No more wacko theories

Just because some people believe in a story doesn’t mean very much. I believe there is still a flat earth society. The coal and oil fat cats have no problem finding some guys with good academic credentials to say global warming is a myth.

In life Son, you will run across many occasions where one group of people is saying one thing and another group is saying another thing. The proper thing to do is find out why each side believes what they do, weigh the evidence, and come to a logical conclusion. The improper thing is to pick a side because it goes along with most of the stuff you believe already, or maybe because you like one group better than the other, or maybe just because what the hell.

It’s a lot of work weighing the evidence on both sides, especially if it’s a subject you don’t know much about in the first place, and there are deer to be hunted and fish to be fished and tunes to invent, so sometimes we look for a short cut. An easy and obvious one is which side most people believe. It’s a tricky one though because it’s wrong a lot. I generally look for some kind of academic standing, not just for the person giving the opinion, but where he stands among others of academic standing, maybe review why he believes what he does, ah blah, blah, blah.

We’ve been here before, but we’re not going there again. The next time you drag in some wacko theory that you read somewhere sometime but you can’t remember who the author was or whatever, I am just going to say bullshit and move on.

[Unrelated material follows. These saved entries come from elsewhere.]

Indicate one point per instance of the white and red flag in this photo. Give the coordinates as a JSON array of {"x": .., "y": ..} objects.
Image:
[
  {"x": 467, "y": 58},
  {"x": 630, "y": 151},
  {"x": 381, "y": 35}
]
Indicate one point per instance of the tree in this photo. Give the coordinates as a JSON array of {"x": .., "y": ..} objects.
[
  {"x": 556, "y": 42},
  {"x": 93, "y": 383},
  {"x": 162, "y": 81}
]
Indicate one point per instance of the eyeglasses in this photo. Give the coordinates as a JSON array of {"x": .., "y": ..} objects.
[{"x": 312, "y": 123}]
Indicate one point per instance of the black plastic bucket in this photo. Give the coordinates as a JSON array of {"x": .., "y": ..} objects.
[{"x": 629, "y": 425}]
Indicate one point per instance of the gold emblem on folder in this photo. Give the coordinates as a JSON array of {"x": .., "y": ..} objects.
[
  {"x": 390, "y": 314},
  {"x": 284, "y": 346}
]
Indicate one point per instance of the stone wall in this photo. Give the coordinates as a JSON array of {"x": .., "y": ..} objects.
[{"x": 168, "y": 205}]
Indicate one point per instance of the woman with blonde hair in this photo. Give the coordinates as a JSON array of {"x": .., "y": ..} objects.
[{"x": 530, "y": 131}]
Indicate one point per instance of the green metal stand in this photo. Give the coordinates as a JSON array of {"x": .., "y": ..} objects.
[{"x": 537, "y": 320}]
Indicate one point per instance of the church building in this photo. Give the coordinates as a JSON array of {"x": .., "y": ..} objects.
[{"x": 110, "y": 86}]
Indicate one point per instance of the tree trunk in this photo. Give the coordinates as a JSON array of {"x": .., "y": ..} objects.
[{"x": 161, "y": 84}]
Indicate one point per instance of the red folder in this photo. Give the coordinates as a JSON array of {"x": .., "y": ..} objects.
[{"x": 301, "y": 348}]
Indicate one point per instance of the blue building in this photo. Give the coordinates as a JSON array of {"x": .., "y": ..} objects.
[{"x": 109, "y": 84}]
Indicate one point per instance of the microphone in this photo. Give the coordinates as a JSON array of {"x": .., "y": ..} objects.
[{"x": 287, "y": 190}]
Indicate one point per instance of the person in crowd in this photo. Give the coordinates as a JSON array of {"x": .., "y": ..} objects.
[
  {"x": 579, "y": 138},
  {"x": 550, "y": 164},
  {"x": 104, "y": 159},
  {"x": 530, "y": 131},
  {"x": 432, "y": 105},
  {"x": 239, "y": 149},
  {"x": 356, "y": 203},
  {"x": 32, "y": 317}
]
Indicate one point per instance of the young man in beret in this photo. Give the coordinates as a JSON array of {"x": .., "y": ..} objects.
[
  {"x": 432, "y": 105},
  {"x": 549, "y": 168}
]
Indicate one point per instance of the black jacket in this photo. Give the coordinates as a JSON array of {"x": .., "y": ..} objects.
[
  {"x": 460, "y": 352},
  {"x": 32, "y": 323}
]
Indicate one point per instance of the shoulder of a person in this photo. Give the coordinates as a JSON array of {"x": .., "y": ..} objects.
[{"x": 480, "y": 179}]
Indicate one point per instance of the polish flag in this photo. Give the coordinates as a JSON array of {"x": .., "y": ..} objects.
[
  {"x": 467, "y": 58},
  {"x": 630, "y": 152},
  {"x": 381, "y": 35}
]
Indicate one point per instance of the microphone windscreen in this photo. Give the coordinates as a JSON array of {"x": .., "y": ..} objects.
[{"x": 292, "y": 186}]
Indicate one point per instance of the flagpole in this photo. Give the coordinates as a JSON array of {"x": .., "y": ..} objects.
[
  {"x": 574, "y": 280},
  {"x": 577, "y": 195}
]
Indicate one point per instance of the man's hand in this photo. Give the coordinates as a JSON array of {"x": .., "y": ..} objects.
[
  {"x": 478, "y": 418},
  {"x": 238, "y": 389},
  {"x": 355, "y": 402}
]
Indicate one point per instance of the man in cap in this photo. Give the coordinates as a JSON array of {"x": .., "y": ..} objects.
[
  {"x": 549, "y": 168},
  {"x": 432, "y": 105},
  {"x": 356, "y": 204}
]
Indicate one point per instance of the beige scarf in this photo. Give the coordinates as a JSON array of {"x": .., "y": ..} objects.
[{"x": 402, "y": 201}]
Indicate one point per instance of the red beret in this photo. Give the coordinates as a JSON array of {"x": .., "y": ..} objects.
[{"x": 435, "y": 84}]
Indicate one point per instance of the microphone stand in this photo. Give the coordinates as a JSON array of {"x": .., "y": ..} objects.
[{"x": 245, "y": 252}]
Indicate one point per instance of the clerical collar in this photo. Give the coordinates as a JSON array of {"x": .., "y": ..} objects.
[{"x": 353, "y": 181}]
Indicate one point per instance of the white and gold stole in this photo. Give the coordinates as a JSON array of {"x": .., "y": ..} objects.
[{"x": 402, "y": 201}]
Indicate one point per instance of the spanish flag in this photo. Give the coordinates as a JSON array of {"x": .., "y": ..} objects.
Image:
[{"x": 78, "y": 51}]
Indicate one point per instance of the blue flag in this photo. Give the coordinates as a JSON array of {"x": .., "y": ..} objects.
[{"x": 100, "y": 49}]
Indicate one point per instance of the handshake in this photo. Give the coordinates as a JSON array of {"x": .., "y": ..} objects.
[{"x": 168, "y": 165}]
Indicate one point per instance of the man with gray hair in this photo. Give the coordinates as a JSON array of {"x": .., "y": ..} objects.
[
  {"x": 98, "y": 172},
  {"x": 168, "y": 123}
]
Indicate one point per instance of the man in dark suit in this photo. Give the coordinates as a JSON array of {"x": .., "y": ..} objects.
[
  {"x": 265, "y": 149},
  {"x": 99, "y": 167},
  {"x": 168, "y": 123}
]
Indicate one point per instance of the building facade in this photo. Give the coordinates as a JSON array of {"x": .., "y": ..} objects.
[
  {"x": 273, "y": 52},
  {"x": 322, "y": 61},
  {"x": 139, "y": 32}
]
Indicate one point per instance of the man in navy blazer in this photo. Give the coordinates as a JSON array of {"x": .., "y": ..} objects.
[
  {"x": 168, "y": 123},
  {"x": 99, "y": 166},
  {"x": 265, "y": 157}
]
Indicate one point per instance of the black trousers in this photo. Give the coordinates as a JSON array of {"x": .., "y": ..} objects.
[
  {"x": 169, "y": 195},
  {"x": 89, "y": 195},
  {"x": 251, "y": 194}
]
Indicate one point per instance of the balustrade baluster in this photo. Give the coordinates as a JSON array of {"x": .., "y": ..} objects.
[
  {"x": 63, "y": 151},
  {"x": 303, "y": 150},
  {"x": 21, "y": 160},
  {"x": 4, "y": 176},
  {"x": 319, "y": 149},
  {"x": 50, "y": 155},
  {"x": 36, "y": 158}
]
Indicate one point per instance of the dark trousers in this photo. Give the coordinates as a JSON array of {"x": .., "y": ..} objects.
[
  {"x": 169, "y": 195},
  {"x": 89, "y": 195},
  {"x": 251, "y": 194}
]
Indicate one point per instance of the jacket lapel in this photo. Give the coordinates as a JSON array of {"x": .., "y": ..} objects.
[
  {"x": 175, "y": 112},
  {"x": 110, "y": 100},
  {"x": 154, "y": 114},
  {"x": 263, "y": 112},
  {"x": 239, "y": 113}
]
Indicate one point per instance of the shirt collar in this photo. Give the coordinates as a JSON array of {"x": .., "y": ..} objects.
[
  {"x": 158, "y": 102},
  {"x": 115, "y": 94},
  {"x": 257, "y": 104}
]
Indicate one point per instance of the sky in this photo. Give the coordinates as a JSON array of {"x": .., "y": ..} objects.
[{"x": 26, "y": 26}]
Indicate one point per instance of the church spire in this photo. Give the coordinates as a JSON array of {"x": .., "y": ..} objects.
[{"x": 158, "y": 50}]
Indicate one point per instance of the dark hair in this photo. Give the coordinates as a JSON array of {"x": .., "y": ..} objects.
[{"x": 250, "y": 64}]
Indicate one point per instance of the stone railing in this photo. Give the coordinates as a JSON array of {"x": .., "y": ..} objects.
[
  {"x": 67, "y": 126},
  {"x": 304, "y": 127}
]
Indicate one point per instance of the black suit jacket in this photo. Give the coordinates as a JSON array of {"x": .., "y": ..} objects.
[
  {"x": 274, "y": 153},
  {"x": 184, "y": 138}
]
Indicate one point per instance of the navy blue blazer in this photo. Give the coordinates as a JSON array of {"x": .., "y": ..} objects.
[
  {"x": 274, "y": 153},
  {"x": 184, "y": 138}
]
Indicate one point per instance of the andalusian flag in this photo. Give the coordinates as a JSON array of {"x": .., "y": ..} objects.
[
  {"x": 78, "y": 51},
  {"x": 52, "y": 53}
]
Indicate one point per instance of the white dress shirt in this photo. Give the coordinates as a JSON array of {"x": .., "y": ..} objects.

I am going to the Ten Cat tonight, and maybe I will be talking to Jake and the subject of libertarians will come up and he will say that they are all pederasts, and I will ask him where he got that and he will say he read it in a magazine once, and there is some website on the internet. But I won’t be writing on my next post that I hear you guys are all pederasts, and when asked for evidence, say well some people think so, and their theory has never been disproven.

If you had been awake in science class way back in Gage Park High, you would know that because a theory has never been disproven doesn’t mean shit. It has never been disproven that ghosts roam freely or that the Martians regularly probe us in a personal manner or that the Germans are the master race, and I freely dismiss these things out of hand, and if you don’t like it you can lump it.

That phrase is a bit out of place, but it’s been in my mind and I wanted to use it. Lump it? Who lumps things? And why does whether you like it or not have a bearing on if you lump it?

Just trying to lighten things up, because this whole wacko thing is getting on my nerves. When we are in a disagreement I generally take some time and some key strokes to make my case, which is a bit of work, and then you just say well I heard it somewhere, and if you took five minutes out of hunting and fishing and tuning, and examined it in the clear light of reason you would see that it doesn’t make any sense.

I think I’ve already spent most of my time on this so I will just say briefly that there is no scientific definition of race and people seem to use it however they want to so it has no generally agreed on definition, so it’s best to avoid it if you want to make any kind of logical case.

Everybody comes from someplace else, and also everybody came from someplace else before they were in that place they came from, and so on and so on.


The thing about things like occupying Germany and going to war is that there are a lot of people involved in it and they all have different reasons for doing it. If the Russkies were not on the other side we would never have gone there. If it happened to be say, the French, our allies, who were threatening to dominate the Krauts, we might have expressed our disapproval, but I doubt if we would have come to the aid of the freedom loving Germans, who, remember again, had only recently threatened to kill all of us and take our land.